Investment flows into development of electric propulsion for future commercial aircraft
Pictured is a GE silicon carbide (SiC) wafer. Delivering higher power density in smaller-sized applications, SiC technology will be a key enabler for developing an inverter that meets the size, power, efficiency and altitude requirements specified by NASA
Thu 26 Sept 2019 – Aircraft engine manufacturer GE is to partner with NASA’s Advanced Air Vehicles Program to develop a central component for the electric propulsion of a commercial aircraft. The project team is aiming to develop a next-generation inverter that meets the size, power, efficiency and altitude requirements specified by NASA for flight operations. This provides power to drive the electric motor and the challenge is to come up with an inverter that is small enough and delivers the required power to support electric flight. GE believes its silicon-carbide technology can provide the significant increase in power density that is required. NASA says it has been researching electric aircraft architectures for nearly two decades and has developed experimental aircraft that have demonstrated electrical propulsion concepts to significantly reduce fuel consumption and emissions. In related news, Boeing and Safran have announced a joint investment in Electric Power Systems, which is developing aviation-grade energy storage systems.
Explaining the GE/NASA programme, Konrad Weeber, Chief Engineer of Electric Power at GE Research said: “We’re essentially packing 1 MW of power into the size of a compact suitcase that will convert enough electric power to enable hybrid-electric propulsion architectures for commercial airplanes. We have successfully built and demonstrated inverters at ground level that meet the power, size and efficiency requirements of electric flight. The next step is to build and demonstrate one that is altitude ready.”
Another challenge, noted Weeber, is to develop insulation systems that perform reliably at high altitudes given the high voltages required to manage the electric power. Fortunately, he said, the team will be able to tap decades of IP and knowledge developing insulation materials for power system applications in the energy, industrial and transportation sectors to overcome this technical barrier.
Added Amy Jankovsky, Hybrid Gas-Electric Propulsion subproject manager at NASA’s Glenn Research Center: “With recent advances in materials and power electronics, we are beginning to overcome the challenges faced in developing energy-reducing electrification concepts, and this inverter work is a critical step in NASA’s Electrified Aircraft Propulsion effort. Our partnership with GE is key to advancing flight-weight and flight-ready components in the megawatt class.”
Funding of the $12 million programme will be a 50/50 cost share between GE and NASA.
Boeing HorizonX Ventures and Safran Corporate Ventures say their joint investment in Electric Power Systems (EPS) will help the Utah-based aerospace company develop a highly automated industrial base capable of producing aviation-grade energy storage systems “at an unprecedented scale”. It will also support the advancement of technologies to further reduce the costs of battery systems for electric airplanes.

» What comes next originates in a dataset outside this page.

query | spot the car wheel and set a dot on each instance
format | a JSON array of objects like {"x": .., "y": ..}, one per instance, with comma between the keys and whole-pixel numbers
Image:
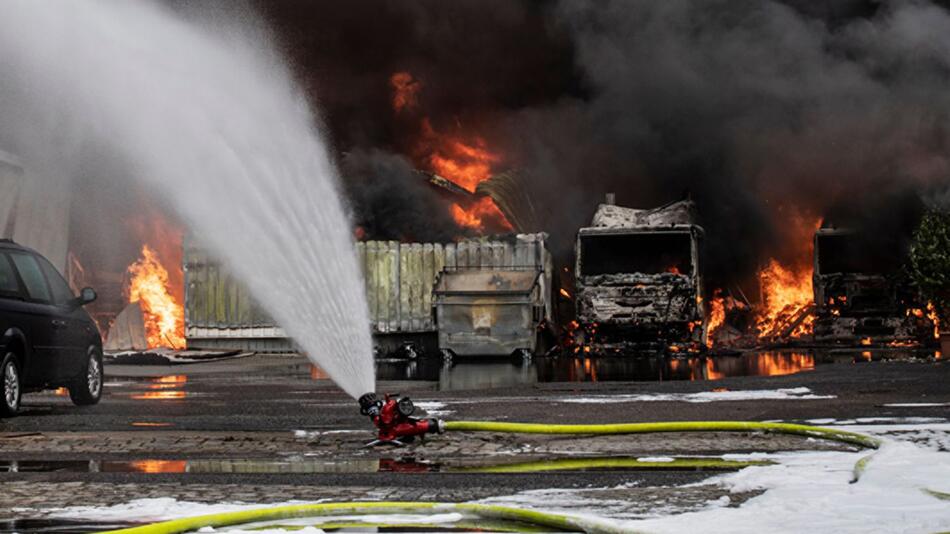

“We will collaborate with EPS to offer our customers electric or hybrid-electric propulsion systems with a level of performance that sets us apart from competition,” said Alain Sauret, Safran Electrical & Power President. “This technology cooperation is emblematic of Safran’s strategy in greener propulsion solutions.”

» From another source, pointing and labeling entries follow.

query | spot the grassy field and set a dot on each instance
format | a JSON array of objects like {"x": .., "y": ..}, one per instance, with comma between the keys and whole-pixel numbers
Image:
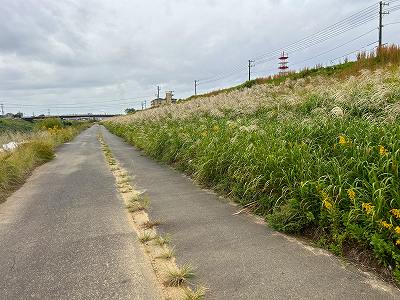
[
  {"x": 315, "y": 155},
  {"x": 38, "y": 140}
]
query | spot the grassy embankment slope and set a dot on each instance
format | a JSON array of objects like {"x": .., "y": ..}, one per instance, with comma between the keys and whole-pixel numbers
[
  {"x": 38, "y": 143},
  {"x": 316, "y": 155}
]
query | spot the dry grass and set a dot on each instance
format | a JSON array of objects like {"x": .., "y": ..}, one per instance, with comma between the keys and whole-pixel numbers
[
  {"x": 167, "y": 254},
  {"x": 150, "y": 224},
  {"x": 179, "y": 276},
  {"x": 146, "y": 236},
  {"x": 163, "y": 240},
  {"x": 197, "y": 294}
]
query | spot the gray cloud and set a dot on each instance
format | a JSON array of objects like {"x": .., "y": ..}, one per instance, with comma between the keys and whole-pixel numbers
[{"x": 65, "y": 54}]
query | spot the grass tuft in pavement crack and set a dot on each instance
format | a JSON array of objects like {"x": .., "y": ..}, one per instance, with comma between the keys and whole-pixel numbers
[
  {"x": 155, "y": 246},
  {"x": 179, "y": 276}
]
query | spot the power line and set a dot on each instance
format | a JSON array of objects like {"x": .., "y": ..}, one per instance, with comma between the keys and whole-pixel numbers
[
  {"x": 358, "y": 50},
  {"x": 329, "y": 29},
  {"x": 337, "y": 47},
  {"x": 366, "y": 15}
]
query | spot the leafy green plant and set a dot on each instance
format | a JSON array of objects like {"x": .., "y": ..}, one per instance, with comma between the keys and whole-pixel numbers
[{"x": 179, "y": 276}]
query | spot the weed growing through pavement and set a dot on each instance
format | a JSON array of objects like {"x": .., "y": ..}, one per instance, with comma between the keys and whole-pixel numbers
[
  {"x": 163, "y": 240},
  {"x": 137, "y": 203},
  {"x": 150, "y": 224},
  {"x": 319, "y": 154},
  {"x": 197, "y": 294},
  {"x": 179, "y": 276},
  {"x": 146, "y": 236},
  {"x": 167, "y": 253}
]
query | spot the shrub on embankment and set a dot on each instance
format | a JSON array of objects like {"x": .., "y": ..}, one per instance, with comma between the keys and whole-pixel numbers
[
  {"x": 38, "y": 147},
  {"x": 316, "y": 155}
]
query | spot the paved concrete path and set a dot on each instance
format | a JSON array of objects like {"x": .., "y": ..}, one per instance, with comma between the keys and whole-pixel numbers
[
  {"x": 235, "y": 257},
  {"x": 66, "y": 235}
]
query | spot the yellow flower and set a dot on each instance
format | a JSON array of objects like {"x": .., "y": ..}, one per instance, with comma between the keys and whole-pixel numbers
[
  {"x": 395, "y": 212},
  {"x": 385, "y": 224},
  {"x": 397, "y": 229},
  {"x": 352, "y": 194},
  {"x": 342, "y": 140},
  {"x": 382, "y": 150},
  {"x": 368, "y": 207}
]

EPS supports electric and hybrid-electric airplanes such as the NASA X-57, Bye eFlyer and Bell Nexus. The company’s CEO, Nathan Millecam, commented: “Electrification of flight has the potential to fundamentally change how goods, services and humans connect. We are thrilled to work with visionary companies such as Boeing and Safran to further develop and field advanced energy solutions that can meet real world mission demands.”

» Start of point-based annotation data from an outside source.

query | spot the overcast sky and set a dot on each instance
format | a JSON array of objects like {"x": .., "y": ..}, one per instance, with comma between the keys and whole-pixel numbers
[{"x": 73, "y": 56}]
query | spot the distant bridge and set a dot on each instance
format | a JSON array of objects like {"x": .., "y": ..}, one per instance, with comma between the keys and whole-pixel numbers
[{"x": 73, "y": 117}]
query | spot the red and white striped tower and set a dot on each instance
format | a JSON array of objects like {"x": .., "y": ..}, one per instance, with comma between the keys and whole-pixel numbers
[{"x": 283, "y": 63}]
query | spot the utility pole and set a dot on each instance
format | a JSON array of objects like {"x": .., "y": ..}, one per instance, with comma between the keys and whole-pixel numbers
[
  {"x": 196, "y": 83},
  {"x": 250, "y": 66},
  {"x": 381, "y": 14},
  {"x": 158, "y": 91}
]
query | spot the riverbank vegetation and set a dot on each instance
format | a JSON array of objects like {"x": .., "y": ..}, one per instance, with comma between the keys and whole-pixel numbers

In April, Collins Aerospace Systems announced a $50 million investment in The Grid, an advanced electric power systems lab that will design and test systems like high-power generators for the next generation of more electric aircraft. Among the first platforms to be supported will be the recently unveiled United Technologies hybrid-electric Project 804 flight demonstrator. Its goal is to re-engine and fly a regional turboprop aircraft powered by a 2 megawatt-class hybrid-electric propulsion system.
“Collins is the innovation leader in electric systems, and The Grid positions us to remain the world leader in the electrification of aircraft for decades to come,” said Collins Aerospace CEO Kelly Ortberg. “In the not-too-distant future, hybrid-electric and fully electric aircraft will revolutionise air travel as we know it – opening up new markets like urban air mobility, while re-invigorating others like regional service to underutilised airports. They will help support a greener planet by reducing carbon emissions and will help our airline customers by reducing operating costs and fuel consumption.”
Speaking at the ICAO 40th Assembly in Montreal, Michael Gill, Executive Director of the cross-industry Air Transport Action Group said: “Aviation has always been an industry exploring the cutting edge of technology and a number of new developments give us guidance on the shape of air transport operations in the future. Electric propulsion and even hydrogen are starting to become more robust technology options, although a great deal of research remains to be done in both areas. Electric may be a possibility for short-haul aircraft operations in the 2035-2040 timeframe.”